The dispute emanates from the Chapter 11 bankruptcy of The Weinstein Co., which itself was precipitated when Harvey Weinstein was outed as a serial rapist. Once in bankruptcy, the debtor sold most of its assets to Spyglass Media (formerly known as Lantern Entertainment) for $287 million. But not everyone was happy with the deal. There were many individuals and companies who wanted assurances they'd be getting everything owed under profit participation deals. The list included Bradley Cooper, Jennifer Lawrence, Robert De Niro, Quentin Tarantino, Meryl Streep, Bill Murray and Julia Roberts.

Spyglass decided to go on offense.

As a test case, Spyglass sued Silver Linings Playbook producer Bruce Cohen and sought a determination that his contract was not executory, meaning that obligations under the deal had been substantially performed. If Spyglass was correct, that meant it could be assigned Cohen's contract free and clear of any claims. Spyglass anticipated that the resolution of this dispute would aid in determining the executory nature of similar contracts.

In January 2019, a Delaware bankruptcy judge ruled in Spyglass' favor.

That decision was appealed by Cohen and many of the stars who worked on Silver Linings Playbook, including Cooper, De Niro and director David O. Russell.

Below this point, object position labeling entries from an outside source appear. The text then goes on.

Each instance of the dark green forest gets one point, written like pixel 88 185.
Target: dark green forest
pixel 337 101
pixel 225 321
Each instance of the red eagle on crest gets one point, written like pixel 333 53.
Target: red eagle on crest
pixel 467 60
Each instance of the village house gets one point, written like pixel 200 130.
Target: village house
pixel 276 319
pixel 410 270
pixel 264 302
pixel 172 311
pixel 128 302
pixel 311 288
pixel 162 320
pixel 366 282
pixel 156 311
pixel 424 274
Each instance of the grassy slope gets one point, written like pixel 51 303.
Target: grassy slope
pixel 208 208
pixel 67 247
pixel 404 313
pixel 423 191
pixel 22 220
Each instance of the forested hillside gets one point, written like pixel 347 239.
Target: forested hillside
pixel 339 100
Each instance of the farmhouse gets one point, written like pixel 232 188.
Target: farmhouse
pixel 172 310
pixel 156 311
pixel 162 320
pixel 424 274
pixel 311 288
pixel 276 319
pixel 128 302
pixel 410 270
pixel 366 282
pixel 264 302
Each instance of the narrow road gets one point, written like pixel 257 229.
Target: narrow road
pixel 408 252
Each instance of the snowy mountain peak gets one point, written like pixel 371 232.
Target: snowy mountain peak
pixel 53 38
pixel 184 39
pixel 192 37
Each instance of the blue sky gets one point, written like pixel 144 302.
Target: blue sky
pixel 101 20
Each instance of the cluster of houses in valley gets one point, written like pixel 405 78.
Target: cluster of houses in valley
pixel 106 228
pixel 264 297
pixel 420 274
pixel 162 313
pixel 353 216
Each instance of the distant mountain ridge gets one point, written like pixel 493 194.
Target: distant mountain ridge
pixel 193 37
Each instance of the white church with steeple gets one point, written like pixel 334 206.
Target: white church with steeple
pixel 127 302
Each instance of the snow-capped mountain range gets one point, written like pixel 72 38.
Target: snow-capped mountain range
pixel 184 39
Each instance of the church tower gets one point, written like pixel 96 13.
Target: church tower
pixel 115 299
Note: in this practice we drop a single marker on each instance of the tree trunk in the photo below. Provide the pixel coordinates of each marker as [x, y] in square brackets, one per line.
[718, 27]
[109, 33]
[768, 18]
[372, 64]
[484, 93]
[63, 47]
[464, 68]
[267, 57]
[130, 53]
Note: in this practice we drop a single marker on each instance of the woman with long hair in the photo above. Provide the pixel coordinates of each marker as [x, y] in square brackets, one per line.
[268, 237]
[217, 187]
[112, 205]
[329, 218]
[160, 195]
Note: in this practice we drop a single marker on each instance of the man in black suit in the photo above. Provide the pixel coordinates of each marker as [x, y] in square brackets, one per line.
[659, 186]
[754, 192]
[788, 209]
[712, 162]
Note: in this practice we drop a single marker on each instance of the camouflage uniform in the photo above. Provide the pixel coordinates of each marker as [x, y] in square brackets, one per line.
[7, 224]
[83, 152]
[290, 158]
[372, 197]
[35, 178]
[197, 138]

The appeal then attracted an amicus brief from the Directors Guild of America, SAG-AFTRA and the Writers Guild of America West. According to the guilds, the entertainment industry had witnessed a surge of bankruptcies of late (e.g. Relativity, Open Road, etc.) and there should be no "perfunctory per se rule that finds entertainment industry personal service agreements to be nonexecutory once the underlying project is completed."

The guilds added that depriving them of contingent or deferred compensation would be "a severe blow, greatly diminishing their return in exchange for providing the very services that created product value in the first place."

Unfortunately for the talent working on Silver Linings Playbook as well as other directors, writers and actors in the entertainment community, a Delaware district court on Friday affirmed the bankruptcy judge's decision.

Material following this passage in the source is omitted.